By default, all interfaces on a switch are turned on.  That means that an attacker could connect to a network through a wall socket & potentially threaten a network.  If you know which devices will be connected to which ports, a network admin can implement port security.  By using port security, a network admin can associate specific MAC addresses with the interface, which can prevent an attacker from connecting his device.  This way an admin can restrict access to an interface so that only the authorized devices can use it.  If an unauthorized device is connected, an admin can decide what action the switch is to take, for example, discarding the traffic and shutting down the port.^[6]

MAC Filtering

MAC (media access control) filtering refers to a security access control method whereby the MAC address assigned to each network card is used to determine access to the network.  MAC addresses are uniquely assigned to each card, so using MAC filtering on a network permits and denies network access to specific devices through the use of blacklists and whitelists.  While MAC filtering does give a network some additional protection, it can be circumvented by using a packet analyzer to find a valid MAC address and then using MAC spoofing software to access the network using that MAC address because MAC addresses are not encrypted.

Captive Portal

A captive portal is a web page accessed with a web browser that is displayed to newly connected users of WiFi or a wired network before they are granted broader access to network resources.  Captive portals are commonly used to present a landing or log-in page which may require authentication, payment, acceptance of an end-user license agreement, acceptable use policy, survey completion, or other valid credentials that both the host and user agree to adhere to.  Captive portals are used for a broad range of mobile & pedestrian broadband services, including cable and commercially provided WiFi and home hotspots.  A captive portal can also be used to provide access to enterprise or residential wired networks, such as apartment houses, hotel rooms, & business centers.  A captive portal is not a secure connection.  However, if the terms of service listed are enforced by network configuration settings (for example, settings that block the use of keyboard loggers or remote control apps), it is slightly more secure than an open network.

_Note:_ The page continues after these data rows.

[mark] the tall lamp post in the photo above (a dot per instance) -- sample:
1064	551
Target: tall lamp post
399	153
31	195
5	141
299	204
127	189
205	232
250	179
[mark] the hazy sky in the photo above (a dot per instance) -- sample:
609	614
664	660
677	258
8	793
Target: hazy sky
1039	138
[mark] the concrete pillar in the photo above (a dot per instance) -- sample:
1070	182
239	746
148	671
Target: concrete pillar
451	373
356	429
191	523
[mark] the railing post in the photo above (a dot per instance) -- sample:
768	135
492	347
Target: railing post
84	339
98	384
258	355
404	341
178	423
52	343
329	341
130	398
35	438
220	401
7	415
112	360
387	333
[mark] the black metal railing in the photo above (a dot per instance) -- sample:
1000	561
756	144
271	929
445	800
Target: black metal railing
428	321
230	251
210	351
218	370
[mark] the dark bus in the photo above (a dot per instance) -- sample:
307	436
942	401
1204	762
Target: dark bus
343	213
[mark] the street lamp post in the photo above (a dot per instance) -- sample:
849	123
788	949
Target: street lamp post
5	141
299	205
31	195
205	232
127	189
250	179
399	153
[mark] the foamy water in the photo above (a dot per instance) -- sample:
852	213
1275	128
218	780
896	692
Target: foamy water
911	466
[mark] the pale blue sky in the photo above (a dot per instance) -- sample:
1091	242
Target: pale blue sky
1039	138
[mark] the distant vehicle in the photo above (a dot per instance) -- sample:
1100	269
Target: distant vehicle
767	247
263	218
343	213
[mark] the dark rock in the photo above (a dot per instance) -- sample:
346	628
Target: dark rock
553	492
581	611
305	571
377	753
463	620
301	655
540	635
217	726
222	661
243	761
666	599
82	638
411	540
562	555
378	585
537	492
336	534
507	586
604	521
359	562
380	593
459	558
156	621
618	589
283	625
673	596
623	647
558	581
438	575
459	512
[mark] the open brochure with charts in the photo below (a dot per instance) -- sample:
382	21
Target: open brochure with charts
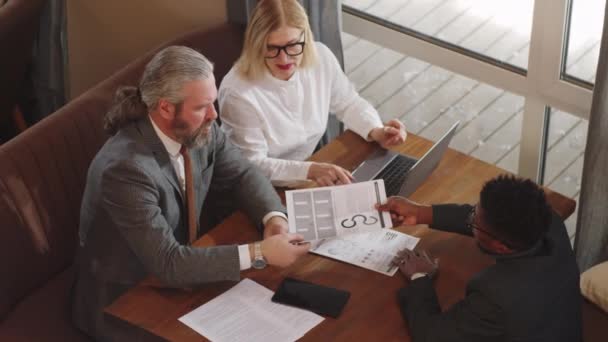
373	251
342	224
321	213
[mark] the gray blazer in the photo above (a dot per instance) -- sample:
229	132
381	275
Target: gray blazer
133	222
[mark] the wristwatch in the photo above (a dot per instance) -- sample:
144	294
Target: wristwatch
258	259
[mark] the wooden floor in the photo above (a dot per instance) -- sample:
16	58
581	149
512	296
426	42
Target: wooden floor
428	99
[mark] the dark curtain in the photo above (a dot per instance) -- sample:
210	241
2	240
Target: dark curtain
49	60
591	242
326	23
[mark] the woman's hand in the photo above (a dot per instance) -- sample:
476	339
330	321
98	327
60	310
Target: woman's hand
325	174
392	134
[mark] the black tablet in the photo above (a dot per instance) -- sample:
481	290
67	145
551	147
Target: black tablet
320	299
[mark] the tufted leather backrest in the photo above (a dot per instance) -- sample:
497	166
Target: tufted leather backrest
43	173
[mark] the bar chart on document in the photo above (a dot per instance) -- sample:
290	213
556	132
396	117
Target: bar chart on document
321	213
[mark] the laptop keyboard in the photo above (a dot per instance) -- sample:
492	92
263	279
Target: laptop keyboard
394	174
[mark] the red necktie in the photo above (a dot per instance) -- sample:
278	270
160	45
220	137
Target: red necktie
190	202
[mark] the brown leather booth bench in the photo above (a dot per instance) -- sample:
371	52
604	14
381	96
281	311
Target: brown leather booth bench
42	179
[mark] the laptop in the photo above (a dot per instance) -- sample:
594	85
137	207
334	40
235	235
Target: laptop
403	174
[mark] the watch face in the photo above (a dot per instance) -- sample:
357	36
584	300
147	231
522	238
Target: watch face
258	263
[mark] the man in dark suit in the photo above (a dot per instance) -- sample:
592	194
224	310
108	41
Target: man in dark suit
532	292
146	186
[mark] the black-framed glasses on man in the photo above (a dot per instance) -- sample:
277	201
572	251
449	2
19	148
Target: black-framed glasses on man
472	225
293	49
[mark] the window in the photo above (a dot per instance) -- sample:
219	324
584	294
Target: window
427	60
585	33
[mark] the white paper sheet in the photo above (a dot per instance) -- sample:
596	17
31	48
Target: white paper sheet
373	251
246	313
321	213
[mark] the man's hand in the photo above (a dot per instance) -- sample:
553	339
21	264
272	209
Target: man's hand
412	262
393	133
283	249
406	212
275	225
325	174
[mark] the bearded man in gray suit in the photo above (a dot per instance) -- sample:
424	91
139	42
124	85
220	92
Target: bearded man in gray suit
135	217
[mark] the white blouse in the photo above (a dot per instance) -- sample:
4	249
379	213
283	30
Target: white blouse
277	124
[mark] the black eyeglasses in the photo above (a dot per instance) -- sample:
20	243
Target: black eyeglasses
293	49
473	226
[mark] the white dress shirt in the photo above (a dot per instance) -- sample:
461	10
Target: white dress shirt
277	124
177	160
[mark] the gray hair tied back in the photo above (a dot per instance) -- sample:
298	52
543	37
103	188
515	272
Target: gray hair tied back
128	107
163	78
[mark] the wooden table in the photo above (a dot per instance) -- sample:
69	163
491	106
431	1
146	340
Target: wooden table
372	313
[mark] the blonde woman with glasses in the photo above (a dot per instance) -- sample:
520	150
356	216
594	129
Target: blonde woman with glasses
275	102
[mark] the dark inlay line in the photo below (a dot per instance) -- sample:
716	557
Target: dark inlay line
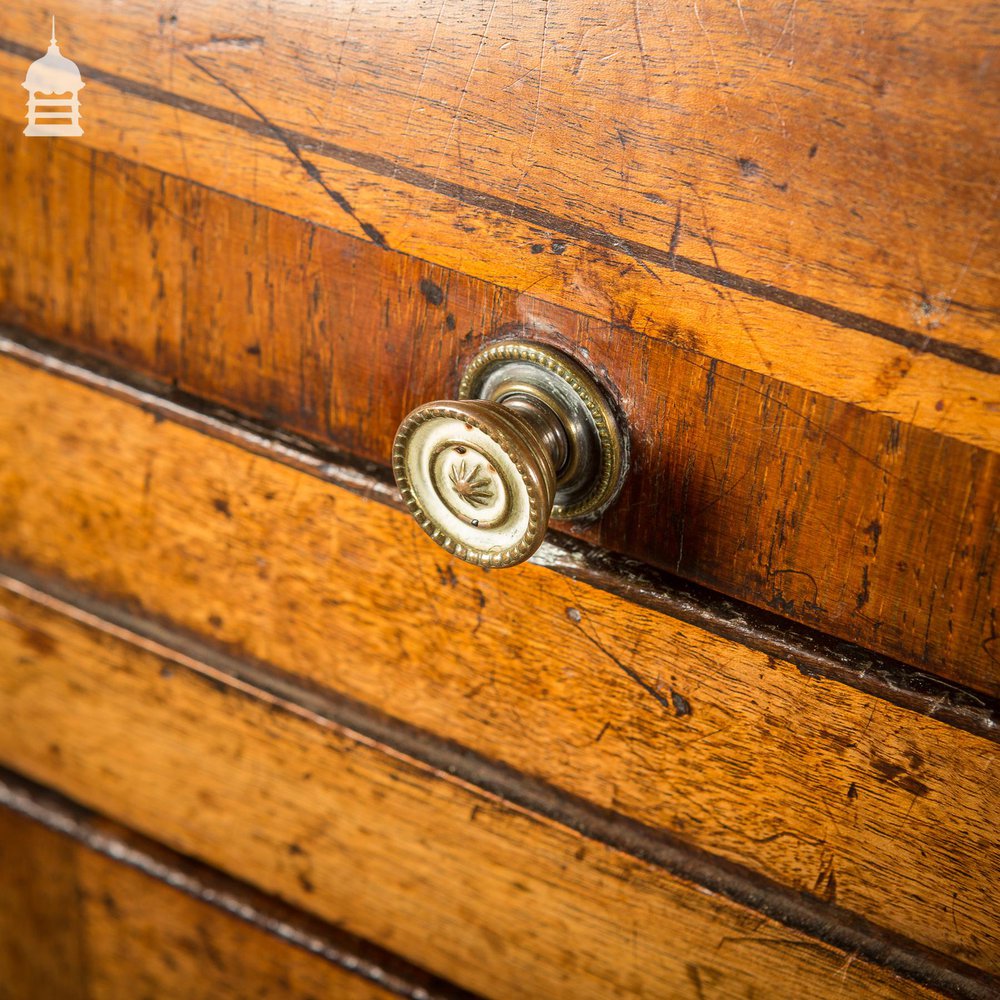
214	888
968	357
827	922
814	652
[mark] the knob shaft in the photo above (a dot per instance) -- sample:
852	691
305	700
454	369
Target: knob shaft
482	475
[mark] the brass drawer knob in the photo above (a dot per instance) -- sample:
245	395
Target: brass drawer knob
531	436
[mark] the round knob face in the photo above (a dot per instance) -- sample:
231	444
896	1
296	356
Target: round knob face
476	479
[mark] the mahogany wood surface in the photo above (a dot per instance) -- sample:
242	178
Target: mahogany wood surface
150	925
802	190
488	894
820	787
876	530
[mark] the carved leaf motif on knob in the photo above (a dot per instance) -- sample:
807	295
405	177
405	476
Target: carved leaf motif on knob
472	486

Access Control Lists (ACL)

An ACL is a list of permissions associated with a system resource (object).  An ACL specifies which users or system processes are granted access to objects, as well as what operations are allowed on given objects.  There are two types of ACLs:^[7]

• Filesystem ACL:  filter access to files and/or directories.  Filesystem ACLs tell operating systems which users can access the system and what privileges the users are allowed.
• Networking ACL:  filter access to the network.  Networking ACLs tell routers & switches which type of traffic can access the network and which activity is allowed.

References

1. Sequeira, A. (2018). CompTIA Network+ N10-007 Cert Guide.
2. Villanueva, J. (2015). How do Digital Certificates Work – An Overview. JScape.
3. Herrick, S. (2020). What is a Network Audit? When Do You Need One? Data Centers.
4. Lidster, W. Network Logging: Definition & Tools. Study.
5. Port Based Network Access Control. 802.1X.
6. Port Security. Study CCNA.
7. Access Control List (ACL).  Imperva.